Seokjin terdiam, mengamati para pelajar yang masih mondar-mandir keluar masuk perpustakaan. Sekolah besar ini menyediakan segala macam fasilitas yang tidak di miliki sekolah lain, wajar saja kalau biaya pertahunnya sangat besar, keluarganya hanyalah keluarga biasa yang mungkin akan kesulitan jika harus membiayainya disini untuk beberapa tahun ke depan kalau dia tidak bisa mempertahankan beasiswanya. Menghela nafas. Seokjin benci karena lagi-lagi pikiran itu yang terlintas di benaknya.
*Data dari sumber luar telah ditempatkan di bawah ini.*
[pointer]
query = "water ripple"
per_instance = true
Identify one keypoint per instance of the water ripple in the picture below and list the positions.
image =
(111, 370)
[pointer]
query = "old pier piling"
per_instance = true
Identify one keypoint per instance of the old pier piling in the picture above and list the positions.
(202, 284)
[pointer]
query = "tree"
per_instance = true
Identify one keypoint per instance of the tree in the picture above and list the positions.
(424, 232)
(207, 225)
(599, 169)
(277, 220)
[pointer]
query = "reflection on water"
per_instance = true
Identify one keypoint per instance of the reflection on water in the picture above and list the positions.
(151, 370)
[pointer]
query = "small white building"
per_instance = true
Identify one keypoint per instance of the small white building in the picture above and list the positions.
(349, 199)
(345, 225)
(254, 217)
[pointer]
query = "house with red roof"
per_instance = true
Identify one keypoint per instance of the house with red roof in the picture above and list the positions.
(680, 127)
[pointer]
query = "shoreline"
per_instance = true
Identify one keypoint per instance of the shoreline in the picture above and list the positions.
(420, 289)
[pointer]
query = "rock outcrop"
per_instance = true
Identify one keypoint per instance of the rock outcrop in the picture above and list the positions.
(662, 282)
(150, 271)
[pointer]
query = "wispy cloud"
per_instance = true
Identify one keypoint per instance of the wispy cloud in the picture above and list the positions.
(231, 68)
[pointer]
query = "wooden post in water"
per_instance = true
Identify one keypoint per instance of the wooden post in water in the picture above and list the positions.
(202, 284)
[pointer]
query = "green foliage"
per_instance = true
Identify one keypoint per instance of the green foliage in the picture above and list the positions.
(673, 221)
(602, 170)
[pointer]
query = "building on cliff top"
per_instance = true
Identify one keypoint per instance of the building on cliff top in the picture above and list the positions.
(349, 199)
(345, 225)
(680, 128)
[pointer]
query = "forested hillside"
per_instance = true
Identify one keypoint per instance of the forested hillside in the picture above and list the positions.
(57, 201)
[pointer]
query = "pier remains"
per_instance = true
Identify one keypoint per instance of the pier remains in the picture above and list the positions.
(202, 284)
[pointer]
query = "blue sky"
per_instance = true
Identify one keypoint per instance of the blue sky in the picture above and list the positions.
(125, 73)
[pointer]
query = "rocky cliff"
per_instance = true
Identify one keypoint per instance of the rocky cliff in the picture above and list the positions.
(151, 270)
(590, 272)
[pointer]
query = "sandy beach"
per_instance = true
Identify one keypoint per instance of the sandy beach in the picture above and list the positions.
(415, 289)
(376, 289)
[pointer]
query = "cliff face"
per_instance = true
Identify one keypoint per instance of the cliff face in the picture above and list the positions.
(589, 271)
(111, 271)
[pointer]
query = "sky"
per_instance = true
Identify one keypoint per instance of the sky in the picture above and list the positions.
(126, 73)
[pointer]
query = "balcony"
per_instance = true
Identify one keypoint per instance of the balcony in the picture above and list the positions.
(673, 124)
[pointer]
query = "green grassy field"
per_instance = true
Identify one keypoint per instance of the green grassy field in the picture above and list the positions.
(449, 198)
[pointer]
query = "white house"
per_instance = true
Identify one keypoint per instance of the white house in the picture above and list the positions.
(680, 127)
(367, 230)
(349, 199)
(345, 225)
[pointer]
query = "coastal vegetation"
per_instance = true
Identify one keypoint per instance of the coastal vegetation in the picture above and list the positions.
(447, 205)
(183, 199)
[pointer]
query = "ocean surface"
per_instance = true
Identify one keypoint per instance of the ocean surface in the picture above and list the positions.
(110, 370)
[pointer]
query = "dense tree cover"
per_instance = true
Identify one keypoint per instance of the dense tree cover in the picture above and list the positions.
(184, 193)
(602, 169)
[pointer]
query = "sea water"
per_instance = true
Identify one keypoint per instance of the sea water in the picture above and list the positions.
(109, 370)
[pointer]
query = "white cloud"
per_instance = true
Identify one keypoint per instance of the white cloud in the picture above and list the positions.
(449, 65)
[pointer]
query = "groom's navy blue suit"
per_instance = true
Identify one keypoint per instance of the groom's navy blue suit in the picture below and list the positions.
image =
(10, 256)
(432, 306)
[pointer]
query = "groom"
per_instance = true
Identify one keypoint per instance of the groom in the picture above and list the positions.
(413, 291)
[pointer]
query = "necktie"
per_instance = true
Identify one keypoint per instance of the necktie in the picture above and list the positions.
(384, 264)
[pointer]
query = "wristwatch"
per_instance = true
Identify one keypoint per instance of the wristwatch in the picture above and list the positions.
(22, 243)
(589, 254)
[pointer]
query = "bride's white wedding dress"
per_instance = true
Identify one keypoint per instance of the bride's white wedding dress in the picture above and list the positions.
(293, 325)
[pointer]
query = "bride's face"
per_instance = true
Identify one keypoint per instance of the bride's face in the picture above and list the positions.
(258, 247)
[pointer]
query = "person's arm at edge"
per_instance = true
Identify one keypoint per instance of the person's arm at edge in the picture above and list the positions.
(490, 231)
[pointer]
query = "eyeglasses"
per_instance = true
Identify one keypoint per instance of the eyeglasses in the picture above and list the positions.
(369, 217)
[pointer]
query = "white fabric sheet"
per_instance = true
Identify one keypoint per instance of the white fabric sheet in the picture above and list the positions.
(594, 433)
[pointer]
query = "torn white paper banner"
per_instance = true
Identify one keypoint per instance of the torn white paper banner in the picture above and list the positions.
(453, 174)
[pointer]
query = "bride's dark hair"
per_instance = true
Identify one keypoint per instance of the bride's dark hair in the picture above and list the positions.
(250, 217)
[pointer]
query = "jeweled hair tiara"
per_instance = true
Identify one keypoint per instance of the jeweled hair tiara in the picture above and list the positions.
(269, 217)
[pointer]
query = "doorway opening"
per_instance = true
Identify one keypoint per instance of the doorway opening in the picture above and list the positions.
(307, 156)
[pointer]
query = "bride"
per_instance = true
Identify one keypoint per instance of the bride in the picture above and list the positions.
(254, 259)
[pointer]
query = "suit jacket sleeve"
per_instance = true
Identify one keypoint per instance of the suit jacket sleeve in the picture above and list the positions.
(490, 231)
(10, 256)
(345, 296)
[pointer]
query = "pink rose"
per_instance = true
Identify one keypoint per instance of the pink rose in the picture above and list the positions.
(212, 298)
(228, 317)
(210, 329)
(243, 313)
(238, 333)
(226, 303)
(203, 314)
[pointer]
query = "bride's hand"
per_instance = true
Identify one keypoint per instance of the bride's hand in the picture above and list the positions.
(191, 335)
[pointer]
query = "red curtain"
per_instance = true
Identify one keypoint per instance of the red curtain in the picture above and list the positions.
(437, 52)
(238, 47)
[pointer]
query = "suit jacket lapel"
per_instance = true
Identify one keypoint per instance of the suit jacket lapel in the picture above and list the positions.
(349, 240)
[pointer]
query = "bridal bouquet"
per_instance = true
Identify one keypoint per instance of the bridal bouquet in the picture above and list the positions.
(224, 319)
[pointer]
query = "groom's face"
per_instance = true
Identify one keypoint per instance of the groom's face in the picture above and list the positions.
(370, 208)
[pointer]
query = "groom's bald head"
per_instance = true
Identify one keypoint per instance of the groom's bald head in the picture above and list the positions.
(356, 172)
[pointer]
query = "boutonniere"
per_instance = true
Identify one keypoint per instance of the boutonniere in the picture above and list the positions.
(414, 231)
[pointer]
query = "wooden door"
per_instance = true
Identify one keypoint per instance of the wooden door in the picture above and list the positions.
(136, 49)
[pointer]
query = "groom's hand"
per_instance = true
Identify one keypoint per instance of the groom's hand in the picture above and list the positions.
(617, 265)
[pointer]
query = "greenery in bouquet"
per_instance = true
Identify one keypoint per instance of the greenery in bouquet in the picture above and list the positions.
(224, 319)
Dia terlalu banyak berpikir hal-hal buruk.
"Ayo pulang,"
Sebuah suara mengejutkan Seokjin, dia mengalihkan pandangannya, menatap figur yang sangat dia kenal tengah berdiri di sampingnya membawa payung di tangan kanan, bocah berisik itu memakai baju hitam dengan cardigan abu-abu, di padu dengan syal hitam melingkari lehernya.
"K-kau sedang apa!?"
Namjoon membuka payung transparan yang ada di genggamannya, "Aku bertemu Sun Woo hyung tadi, dan mereka bilang tidak bisa menghubungimu karena ponselmu mati, mereka takut kau terjebak hujan dan tidak bisa kembali ke asrama sampai tengah malam." Jelas Namjoon.
"Lalu kenapa kau kesini?" Tanya Seokjin, masih tidak bisa mengerti.
"Menjemputmu, aku sudah menunggu satu jam hyung. Kau asik sekali membaca, aku tidak ingin mengganggu." Namjoon tersenyum, memperlihatkan kedua lesung pipinya yang dalam.
"A-aku tidak perlu- aku akan menghubungi Hyo─" Belum selesai Seokjin berbicara, Namjoon sudah menarik tangannya untuk berjalan bersama. Tubuh Seokjin bereaksi ketika terkena air hujan, dengan spontan menghindar dan berlindung di bawah payung yang di bawa Namjoon.
"Hyosang hyung sedang tidak ada disini, dia pergi ke perusahaan musik. Lagipula, aku 'kan teman sekamarmu,"
Seokjin melirik ke arah Namjoon, dadanya berdegup dengan sangat keras, wajahnya memerah begitupun telinganya. Dia benar-benar gugup.
"Aku akan berjalan pelan-pelan, dan─" Namjoon menarik lengan Seokjin agar pemuda itu mendekat padanya, "Kau harus menempel padaku hyung, biar kita berdua tidak kebasahan,"
Seokjin menelan ludahnya, rasanya nafasnya berhenti seketika, dia berjalan sangat pelan di tengah guyuran hujan. Satu payung bersama Kim Namjoon.